This article will present some of the most common mistakes in statistics when applied in real world application.
Mistakes vs Errors
First I would like to distinguish between statistical errors and mistakes.
- An error is a more technical terms that describes the difference between the actual value and expected value. It’s a natural consequence of the process itself, whether it’s noise in the data, the model, or the process. Ex: type I and type II errors.
- A mistake is usually the result of doing something wrong in the process (by a human). It can be avoided typically by improving carefulness.
Data Collection/Processing
- You accidentally mixed the label of some data.
- As a mistake: you used the “M” as male for the gender column but assumed anything is female. In reality, there might be other categories for transgender or maybe “m” is also used as male.
- As an error: in a sentiment analysis setting, what is labeled as a positive sentiment might not be consistent with another person’s bias.
- You did not read the documentation of the data set calculate and misunderstood the meaning of certain features. This can happen when working with new/unfamiliar data set.
- You accidentally included certain features that might have “leaked” label information into the feature unintentionally. This is quite a big problem and might be undetected depending how serious it is. For example, if you are trying to predict the nationality of a person from his behavior but you accidentally included the name of the person in the data set.
- Your data pipeline could have very subtle bugs, especially when you need to reconstruct all your features from multiple data source. Maintaining the data consistency between multiple data source is quite tricky. For example, you might have a log file for transaction with customer id, in which you can join the customer id against a customer table to get the customer address. Think about the case when the customer address is updated and you need to rejoin the data again. You might be changing some features without knowing.
- You did not look out for bias in the data set. For example, a survival bias is when you pull the data from stocks that is on the market today to predict stock prices but ignore the fact that those that went bankrupted were not even in the training data.

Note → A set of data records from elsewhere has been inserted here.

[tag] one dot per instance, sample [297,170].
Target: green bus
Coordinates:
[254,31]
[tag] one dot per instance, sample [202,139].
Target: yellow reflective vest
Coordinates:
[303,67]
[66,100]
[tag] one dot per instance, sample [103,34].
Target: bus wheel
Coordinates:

- You failed to collect the complete data. For example, you train a model that can predict 10 different cat breeds from classifying images of cat. However, after the model is deployed, you found that the accuracy is much lower than training because the users submitted many cat breeds that are outside of the 10 that you trained on.
Modeling
- You did not split the data into training, valid, and test data sets. The validation set is used for hyper-parameter testing. A test set is critical in identifying overfitting/underfitting.
- You did not evaluate the model with the right metric. For example, in class imbalanced data set, you have used accuracy instead of more robust metrics such as confusion matrix, F1-score, ROC AUC, etc.

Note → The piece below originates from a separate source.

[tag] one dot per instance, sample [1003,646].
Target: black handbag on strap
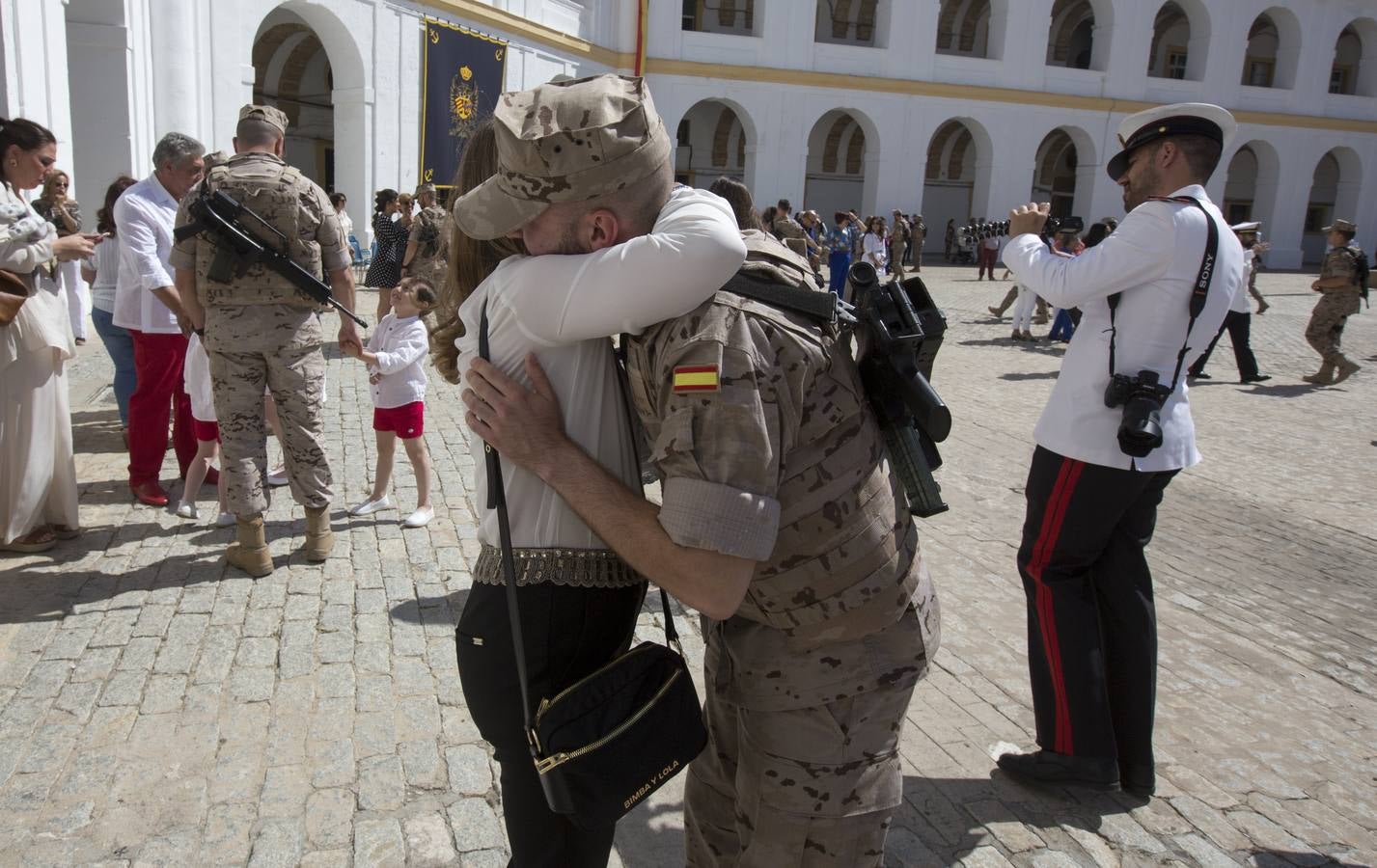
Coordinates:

- You jumped straight to a complex deep learning model without examining simpler based line model first. You might waste a lot time going in the wrong direction if you don’t start with simple model.
- Sometime even a rule based model might be better than using any statistical model if you factor in the all the costs.
- You jumped straight to “your favorite model” but did not explore all the possible model. Often, there are better approaches out there in the field.
- You used the most fancy model for the sake of showing off the latest technology.
- You did not solve the underlying business problem for the user. This can be associated with times when the metrics that you set to optimize/track are not a proxy to the user’s success.
Deployment
- You did not check for training and serving skew. There is a good chance that the data you collected to use in the training environment does not have the same distribution as the data in the production. There can be a few reasons:
- Data drift over time – the training data was collected a while back and the label distribution has shifted
- There are multiple data source and that might be represented in the same proportion in production
- The model code that is used in training might not be the same as the model code used in production
- One example might be that your training code is in python while the production code is in C++/Java
Conclusion
I might have only listed a small set of mistakes and errors but I would say the key to always keep a doubtful mind. I know I have made many common mistakes in statistics, so I look for ways that can challenge the result.